Just a friendly reminder to notify your credit card company that you will be out of the country.

Good luck on the hunt. Can't wait for the pictures.


----------



## zx190 (May 30, 2005)

normbates1 said:


> Just a friendly reminder to notify your credit card company that you will be out of the country.
> 
> Good luck on the hunt. Can't wait for the pictures.


will do. thanks for the tip.


----------



## jcdup (Jul 8, 2007)

Hi zx,

Hope you have a great time in our country. Don't forget to post the pics 

The weather in Zululand is normally fairly mild in winter but the evenings can get chilly and the days fairly hot.

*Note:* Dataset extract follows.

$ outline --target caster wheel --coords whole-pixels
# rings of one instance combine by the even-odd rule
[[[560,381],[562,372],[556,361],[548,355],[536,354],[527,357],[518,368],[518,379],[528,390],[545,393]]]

Have a look at http://www.weathersa.co.za/ there should not be much chsnge between now & when you will be here.

Cheers

Johann


----------



## zx190 (May 30, 2005)

jcdup said:


> Hi zx,
> 
> Hope you have a great time in our country. Don't forget to post the pics
> 
> ...


Sounds like deer season in South Texas. Thanks. I will be sure to post pix when we get back.


----------



## Landrover (Nov 20, 2007)

Come on July 19th....dang I could leave tonight to be honest! Bow is shooting SWEEEET, bags are almost packed and all I do is think about bowhunting. Guess it is time to go.


----------



## zx190 (May 30, 2005)

11 days to go! Gettin close:dancing::dancing:


----------



## daretobowhunt (Sep 24, 2006)

*Close....*

Hey ZX190\ Landrover, the weather is very good for hunting, very dry and lots off game at the water! See you guys in a couple of days, travel safe.


----------



## Landrover (Nov 20, 2007)

daretobowhunt said:


> Hey ZX190\ Landrover, the weather is very good for hunting, very dry and lots off game at the water! See you guys in a couple of days, travel safe.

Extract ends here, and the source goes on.